Les enfants scolarisés sont les interprètes du groupe
Soudain, c'est l'effervescence dans le camp. Les enfants se précipitent vers une voiture qui vient de se garer au milieu des tentes, suivis des adultes un peu plus loin, plus patients mais non moins intéressés. "C'est une dame qui vient depuis quelque temps nous donner des vêtements et à manger, explique Aslan. C'est incroyable, il y a des gens vraiment gentils." Il s'agit de Yasmine Wiber, une habitante du quartier d'Illkirch, à Strasbourg. Il y a trois semaines, elle est "tombée" sur le camp et a été très touchée par la situation des enfants. Depuis, elle a lancé un appel parmi ses proches sur Facebook et vient chaque week-end, son coffre de voiture plein de sucreries, de chaussures ou de couvertures. L'une des premières servies est une adolescente. Elle repart avec trois paquets de pâtes et une sucette rouge.
Aslan est très sollicité par l'un ou par l'autre adulte. Il parle russe, turc et géorgien. "Demande-lui si elle n'a pas une couverture". "Dis-lui que je chausse du 45, que je n'en peux plus d'avoir froid aux pieds". Un peu plus loin, c'est le petit frère de Sayed*, lui aussi élève au collège Lezay Marnesia, qui sollicite Yasmine. "Est-ce que vous avez pu trouver mes baskets Cristiano Ronaldo ?" La dame est ravie : elle a pu trouver les fameuses chaussures et elle les lui ramènera "la prochaine fois". Sayed traduit. Son petit frère hurle de joie. "C'est son cadeau de Noël", glisse Sayed, le sourire aux lèvres. Tous les deux ont un rêve : devenir footballeur professionnel.

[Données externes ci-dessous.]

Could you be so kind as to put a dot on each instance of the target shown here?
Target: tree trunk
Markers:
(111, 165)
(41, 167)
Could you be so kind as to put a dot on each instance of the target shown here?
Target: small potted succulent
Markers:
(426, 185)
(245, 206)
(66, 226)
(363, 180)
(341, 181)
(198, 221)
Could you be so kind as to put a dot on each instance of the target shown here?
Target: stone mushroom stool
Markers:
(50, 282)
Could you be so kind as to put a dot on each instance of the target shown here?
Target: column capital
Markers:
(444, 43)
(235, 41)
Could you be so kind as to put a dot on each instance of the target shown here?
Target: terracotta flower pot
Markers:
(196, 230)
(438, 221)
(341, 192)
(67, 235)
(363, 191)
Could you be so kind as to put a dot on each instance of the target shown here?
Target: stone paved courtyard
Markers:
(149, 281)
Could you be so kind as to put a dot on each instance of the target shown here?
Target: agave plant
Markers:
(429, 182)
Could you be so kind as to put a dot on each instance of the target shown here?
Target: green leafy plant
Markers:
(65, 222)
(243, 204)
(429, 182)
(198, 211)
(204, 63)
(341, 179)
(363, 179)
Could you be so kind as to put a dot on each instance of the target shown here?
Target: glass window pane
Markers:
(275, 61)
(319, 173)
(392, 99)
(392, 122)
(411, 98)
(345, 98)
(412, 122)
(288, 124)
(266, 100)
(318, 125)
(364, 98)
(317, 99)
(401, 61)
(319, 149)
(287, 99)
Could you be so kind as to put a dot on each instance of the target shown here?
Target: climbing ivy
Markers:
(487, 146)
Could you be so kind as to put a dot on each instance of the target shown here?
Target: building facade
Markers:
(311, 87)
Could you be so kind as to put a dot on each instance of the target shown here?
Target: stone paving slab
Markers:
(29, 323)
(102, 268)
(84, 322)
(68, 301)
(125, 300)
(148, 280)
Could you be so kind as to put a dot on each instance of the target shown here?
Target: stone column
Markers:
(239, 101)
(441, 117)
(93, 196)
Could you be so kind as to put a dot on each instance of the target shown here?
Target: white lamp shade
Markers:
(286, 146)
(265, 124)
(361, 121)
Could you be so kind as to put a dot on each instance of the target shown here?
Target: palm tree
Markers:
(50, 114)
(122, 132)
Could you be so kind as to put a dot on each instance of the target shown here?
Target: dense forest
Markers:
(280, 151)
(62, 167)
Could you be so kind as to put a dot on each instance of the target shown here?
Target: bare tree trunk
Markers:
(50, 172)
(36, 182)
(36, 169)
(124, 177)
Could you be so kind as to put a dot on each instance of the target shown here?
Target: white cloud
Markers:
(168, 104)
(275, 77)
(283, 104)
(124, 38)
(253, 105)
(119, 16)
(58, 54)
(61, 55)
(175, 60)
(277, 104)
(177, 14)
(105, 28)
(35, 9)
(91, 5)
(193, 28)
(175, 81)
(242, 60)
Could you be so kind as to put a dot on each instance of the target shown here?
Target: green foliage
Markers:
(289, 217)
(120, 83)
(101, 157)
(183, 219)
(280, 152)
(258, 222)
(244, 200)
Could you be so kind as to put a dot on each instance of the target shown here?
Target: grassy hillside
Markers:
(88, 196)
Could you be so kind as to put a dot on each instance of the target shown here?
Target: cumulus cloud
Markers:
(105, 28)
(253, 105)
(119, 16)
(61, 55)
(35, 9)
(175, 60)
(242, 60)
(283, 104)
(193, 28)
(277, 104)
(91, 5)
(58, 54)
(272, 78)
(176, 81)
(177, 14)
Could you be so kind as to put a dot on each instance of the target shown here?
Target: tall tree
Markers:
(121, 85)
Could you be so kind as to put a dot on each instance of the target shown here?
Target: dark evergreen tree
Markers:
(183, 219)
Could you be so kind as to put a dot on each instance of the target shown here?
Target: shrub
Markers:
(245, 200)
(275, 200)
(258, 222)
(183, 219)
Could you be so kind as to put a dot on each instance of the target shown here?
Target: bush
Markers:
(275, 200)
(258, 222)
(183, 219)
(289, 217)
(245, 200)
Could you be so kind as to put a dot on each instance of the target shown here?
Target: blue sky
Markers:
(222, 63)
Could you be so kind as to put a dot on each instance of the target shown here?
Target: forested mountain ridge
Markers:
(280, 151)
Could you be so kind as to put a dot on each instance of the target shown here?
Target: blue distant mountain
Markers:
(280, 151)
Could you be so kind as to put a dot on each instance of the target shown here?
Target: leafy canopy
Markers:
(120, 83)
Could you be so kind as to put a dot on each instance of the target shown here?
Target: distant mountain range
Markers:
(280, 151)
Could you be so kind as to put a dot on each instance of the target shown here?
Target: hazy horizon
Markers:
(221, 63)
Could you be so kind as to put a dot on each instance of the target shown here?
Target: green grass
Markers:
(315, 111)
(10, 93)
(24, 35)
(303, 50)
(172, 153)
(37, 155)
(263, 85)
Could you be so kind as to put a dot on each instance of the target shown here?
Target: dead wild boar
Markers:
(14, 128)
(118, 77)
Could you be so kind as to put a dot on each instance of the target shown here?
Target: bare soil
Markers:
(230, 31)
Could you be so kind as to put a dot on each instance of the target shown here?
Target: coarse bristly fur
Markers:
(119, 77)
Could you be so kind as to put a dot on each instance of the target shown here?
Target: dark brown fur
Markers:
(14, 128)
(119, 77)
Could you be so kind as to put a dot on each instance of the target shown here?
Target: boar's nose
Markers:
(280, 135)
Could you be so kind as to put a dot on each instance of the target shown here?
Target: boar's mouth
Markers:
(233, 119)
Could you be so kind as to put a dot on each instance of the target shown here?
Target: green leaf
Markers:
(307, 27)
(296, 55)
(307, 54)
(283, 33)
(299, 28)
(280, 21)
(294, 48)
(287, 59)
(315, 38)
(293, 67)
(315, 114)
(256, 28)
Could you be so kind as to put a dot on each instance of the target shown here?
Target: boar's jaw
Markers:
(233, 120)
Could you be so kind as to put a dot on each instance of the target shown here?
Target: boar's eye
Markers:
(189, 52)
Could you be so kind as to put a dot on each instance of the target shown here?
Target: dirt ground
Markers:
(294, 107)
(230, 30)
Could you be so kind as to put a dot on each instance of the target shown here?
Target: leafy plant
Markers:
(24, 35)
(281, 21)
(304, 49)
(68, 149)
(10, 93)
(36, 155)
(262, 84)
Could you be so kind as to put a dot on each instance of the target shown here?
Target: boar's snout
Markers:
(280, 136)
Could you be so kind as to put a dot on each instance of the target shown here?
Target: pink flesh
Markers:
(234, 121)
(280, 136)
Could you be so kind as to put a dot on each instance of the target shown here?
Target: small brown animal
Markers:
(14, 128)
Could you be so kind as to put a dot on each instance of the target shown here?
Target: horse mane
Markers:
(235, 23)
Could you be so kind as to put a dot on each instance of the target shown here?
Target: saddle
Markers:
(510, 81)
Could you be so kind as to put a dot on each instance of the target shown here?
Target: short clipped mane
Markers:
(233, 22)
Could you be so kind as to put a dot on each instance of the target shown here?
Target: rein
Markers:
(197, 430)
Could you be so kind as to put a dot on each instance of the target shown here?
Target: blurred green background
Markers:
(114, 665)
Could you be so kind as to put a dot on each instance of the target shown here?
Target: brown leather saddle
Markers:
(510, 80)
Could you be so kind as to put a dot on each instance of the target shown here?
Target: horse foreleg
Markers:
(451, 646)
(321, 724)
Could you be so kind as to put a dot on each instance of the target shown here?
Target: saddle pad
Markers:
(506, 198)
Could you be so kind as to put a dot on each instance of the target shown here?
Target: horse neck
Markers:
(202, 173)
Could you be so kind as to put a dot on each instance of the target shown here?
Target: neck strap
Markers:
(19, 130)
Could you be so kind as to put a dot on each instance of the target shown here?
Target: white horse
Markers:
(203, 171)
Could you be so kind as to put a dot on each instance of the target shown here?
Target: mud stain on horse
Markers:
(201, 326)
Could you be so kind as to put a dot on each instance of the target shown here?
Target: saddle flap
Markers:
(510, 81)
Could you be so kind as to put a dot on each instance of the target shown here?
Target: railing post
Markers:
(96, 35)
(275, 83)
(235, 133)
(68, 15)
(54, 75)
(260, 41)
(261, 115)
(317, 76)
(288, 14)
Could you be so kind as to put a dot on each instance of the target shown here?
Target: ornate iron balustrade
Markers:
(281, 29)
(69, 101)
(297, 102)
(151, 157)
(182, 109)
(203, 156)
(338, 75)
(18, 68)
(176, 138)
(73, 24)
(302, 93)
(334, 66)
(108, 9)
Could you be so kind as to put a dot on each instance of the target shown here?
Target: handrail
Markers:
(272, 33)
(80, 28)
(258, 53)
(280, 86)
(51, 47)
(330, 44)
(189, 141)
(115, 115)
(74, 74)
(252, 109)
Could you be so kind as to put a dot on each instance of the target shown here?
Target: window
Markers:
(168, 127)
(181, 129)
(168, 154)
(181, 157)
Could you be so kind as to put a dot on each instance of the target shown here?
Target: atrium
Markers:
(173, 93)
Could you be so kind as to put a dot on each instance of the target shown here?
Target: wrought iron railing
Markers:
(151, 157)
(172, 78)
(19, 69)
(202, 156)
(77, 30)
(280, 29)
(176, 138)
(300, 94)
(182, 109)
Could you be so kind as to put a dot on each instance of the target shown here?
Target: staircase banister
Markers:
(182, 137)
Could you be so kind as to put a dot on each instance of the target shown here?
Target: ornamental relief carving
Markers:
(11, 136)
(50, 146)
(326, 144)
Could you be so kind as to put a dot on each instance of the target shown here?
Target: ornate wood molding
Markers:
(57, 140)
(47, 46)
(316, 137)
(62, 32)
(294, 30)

La plupart des garçons sautent sur le moindre ballon qui leur tombe entre les mains. Ils savent où s'en procurer : au Secours populaire, à quelques dizaines de minutes à pied du camp, où ils peuvent emprunter d'autres jouets et jeux. "Regardez, on a une trottinette là, des vélos... On essaye de s'amuser malgré tout ça", se félicite Aslan. Les enfants de Krimmeri portent, sur leurs petites épaules, un fardeau qui écraserait bien des adultes. Ils n'en oublient pas moins, autant que possible, d'être des enfants.
*À la demande des interlocuteurs, et compte tenu de leur situation de vulnérabilité sociale, nous avons utilisé des prénoms d'emprunt.